15 Temmuz’un şifresini Bursa’da o çözdü: Seyfullah Paşa unutulmaz
15 Temmuz’da… Halk kalkışmasıyla önlenen Fetö darbesinin şifrelerinin daha o gece Bursa’da çözüldüğü ve elde edilen listelerle Türkiye genelinde tutuklamaların başlaması da bu girişimin en önemli halkası.
O gece…
Darbecileri dövüp Bursa Garnizonu dışına atan dönemin Jandarma Bölge Komutanı olan Emekli Tümgeneral Seyfullah Saldık anlatmış, biz de 15 Temmuz 2017 günlü yazımızda aktarmıştık:
Paşa saat 23.25 civarı Nizamiye’ye ulaşıyor. JÖH timini bizzat yönetip kapıya yerleştiriyor.
Sonra da toplananlara 5 dakika kadar bağıra bağıra konuşma yapıyor:
“Sıkıyönetim emri gelmiş. Bu emir kanunsuzdur. Ben bu emri tanımıyorum. Vatanımın, milletimin emrindeyim.

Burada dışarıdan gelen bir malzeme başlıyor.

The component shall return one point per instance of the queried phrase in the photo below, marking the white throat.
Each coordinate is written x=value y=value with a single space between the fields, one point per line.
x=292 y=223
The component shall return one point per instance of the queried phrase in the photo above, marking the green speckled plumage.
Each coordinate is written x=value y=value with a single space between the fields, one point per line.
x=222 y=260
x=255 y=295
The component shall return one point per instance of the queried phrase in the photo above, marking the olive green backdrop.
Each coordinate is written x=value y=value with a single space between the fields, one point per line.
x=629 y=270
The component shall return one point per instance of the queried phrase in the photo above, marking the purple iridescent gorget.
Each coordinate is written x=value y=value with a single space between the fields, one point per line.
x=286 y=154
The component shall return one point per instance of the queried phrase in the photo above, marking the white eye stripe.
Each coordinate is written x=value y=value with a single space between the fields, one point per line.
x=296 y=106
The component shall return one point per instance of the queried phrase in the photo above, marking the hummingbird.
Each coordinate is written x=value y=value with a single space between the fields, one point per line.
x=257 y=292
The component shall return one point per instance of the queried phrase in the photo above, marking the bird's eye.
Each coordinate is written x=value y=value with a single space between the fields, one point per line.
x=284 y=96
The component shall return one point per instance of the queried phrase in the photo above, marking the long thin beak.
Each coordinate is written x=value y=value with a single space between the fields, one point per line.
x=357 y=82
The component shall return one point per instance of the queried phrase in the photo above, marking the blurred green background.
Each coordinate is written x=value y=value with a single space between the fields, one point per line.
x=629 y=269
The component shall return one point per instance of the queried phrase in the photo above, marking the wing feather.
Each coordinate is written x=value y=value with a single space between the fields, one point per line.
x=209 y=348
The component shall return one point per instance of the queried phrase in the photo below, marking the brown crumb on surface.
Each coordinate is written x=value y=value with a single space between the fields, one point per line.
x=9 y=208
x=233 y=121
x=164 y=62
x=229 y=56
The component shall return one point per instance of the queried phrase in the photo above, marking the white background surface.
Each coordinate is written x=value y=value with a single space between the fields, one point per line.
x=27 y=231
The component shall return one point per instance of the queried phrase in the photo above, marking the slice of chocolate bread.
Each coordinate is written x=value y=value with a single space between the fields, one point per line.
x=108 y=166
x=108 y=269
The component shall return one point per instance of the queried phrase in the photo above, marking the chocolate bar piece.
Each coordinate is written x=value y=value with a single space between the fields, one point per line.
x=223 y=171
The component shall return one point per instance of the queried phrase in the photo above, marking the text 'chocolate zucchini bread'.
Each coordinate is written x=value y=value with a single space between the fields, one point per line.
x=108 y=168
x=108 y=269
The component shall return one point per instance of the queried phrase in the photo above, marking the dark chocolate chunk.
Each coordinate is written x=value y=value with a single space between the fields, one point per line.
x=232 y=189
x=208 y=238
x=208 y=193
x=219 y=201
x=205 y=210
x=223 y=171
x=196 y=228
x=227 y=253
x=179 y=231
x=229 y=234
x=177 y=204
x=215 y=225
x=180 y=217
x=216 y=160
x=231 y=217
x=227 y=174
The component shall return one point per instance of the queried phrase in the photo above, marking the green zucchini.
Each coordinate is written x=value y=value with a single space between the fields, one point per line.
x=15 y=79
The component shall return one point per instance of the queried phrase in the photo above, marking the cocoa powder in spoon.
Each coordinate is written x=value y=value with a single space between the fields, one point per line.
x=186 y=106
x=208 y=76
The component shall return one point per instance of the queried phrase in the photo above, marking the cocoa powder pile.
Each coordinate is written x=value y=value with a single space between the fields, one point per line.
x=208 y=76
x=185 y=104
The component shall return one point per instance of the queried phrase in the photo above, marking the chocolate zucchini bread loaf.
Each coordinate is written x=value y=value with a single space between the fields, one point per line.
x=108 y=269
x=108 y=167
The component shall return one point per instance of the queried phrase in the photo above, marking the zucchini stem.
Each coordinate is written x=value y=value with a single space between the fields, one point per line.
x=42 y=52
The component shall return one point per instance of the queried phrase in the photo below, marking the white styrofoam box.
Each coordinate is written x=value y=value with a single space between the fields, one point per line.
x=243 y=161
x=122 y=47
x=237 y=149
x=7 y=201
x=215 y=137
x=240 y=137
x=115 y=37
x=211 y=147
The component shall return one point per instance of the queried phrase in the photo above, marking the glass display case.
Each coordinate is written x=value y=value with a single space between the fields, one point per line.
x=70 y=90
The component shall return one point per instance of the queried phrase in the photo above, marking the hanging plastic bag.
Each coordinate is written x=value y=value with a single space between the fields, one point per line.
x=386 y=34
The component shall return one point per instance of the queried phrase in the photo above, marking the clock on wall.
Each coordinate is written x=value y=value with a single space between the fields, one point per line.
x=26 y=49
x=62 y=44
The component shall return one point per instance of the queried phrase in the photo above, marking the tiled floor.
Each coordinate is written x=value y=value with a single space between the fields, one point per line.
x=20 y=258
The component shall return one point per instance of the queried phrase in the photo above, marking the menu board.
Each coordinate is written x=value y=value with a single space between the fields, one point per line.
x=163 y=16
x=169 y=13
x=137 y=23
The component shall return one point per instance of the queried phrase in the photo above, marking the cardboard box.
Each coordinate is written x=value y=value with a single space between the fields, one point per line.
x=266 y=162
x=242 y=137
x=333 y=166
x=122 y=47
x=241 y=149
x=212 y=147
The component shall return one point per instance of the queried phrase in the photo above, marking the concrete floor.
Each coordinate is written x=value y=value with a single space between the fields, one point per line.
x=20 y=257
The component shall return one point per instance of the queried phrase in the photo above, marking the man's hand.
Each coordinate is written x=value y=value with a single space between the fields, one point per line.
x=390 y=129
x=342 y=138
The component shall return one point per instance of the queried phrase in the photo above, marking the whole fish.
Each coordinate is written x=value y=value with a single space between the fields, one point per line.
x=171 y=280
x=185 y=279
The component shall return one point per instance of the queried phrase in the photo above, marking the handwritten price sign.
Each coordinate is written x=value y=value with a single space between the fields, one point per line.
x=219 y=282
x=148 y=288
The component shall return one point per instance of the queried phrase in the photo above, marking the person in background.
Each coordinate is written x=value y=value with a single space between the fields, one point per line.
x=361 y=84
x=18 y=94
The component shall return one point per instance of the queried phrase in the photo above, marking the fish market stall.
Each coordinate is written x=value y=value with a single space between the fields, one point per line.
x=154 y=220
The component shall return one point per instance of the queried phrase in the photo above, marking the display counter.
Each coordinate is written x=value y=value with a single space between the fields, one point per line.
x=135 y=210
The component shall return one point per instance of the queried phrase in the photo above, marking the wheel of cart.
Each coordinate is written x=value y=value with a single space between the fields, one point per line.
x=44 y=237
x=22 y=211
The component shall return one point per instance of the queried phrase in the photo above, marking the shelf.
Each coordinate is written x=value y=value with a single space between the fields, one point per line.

Yasal komutanınız benim. Kimse bu kanunsuz emre uymasın, büyük ihanet olur.”
Makamına doğru yürümeye başladığı sırada Nöbetçi Subayı olan bir Uzman Çavuş önüne dikilip “Sıkıyönetim Komuta’nın emri var. Odanıza gireceksiniz, başka bir yere girmeyeceksiniz” diyor.
Bu sözler Seyfullah Paşa’nın tepesini attırıyor:
“Ne sıkıyönetimi ulan? Ben bu emri tanımıyorum. Vatanıma ihanet etmem, Cumhurbaşkanımızın, Genelkurmay Başkanımızın emrindeyim” deyip tekme tokat dövüyor. Yere yuvarlanan Uzman Çavuş’u JÖH alıp götürüyor.
Tam o sırada…
Yani saat 23.40’ta karanlıkta dışarı çıkmakta olan Darbeci Albay Yurdakul Akkuş’u görüyor, içeri girdiğini zannedip “Sakın girme, hemen burayı terk et” diye bağırıp şunları söylüyor:
“Benim cesedimi çiğnemeden içeri giremezsin, ihanete müsaade etmem.”
Bağırmakla da yetinmiyor, karanlıkta yakaladığı Albay Akkuş’u yumrukluyor.
Sonrasında…
Valilik ve Cumhuriyet Başsavcılığı’nı harekete geçirerek sözde Sıkıyönetim Komutanı olan Darbeci Albay Yurdakul Akkuş’un yakalanmasını sağladı. Akkuş’un çantasından çıkan 81 ili sıkıyönetim atamaları listesiyle de darbenin şifreleri Bursa’da çözüldü.
Ne yazık ki…
Seyfullah Paşa o gece adı darbeciler listesine karıştırıldığı için önce açığa alındı, sonra da emekli edildi. Bu da darbeyi önleyen kahramana haksızlık oldu.
İzninizle…
Haftanın her günü… Bu sütunlarda buluşuyoruz. Yoğun bir seçim döneminin ardından, sıcakların iyice bastırdığı şu günlerde kısa bir mola veriyoruz.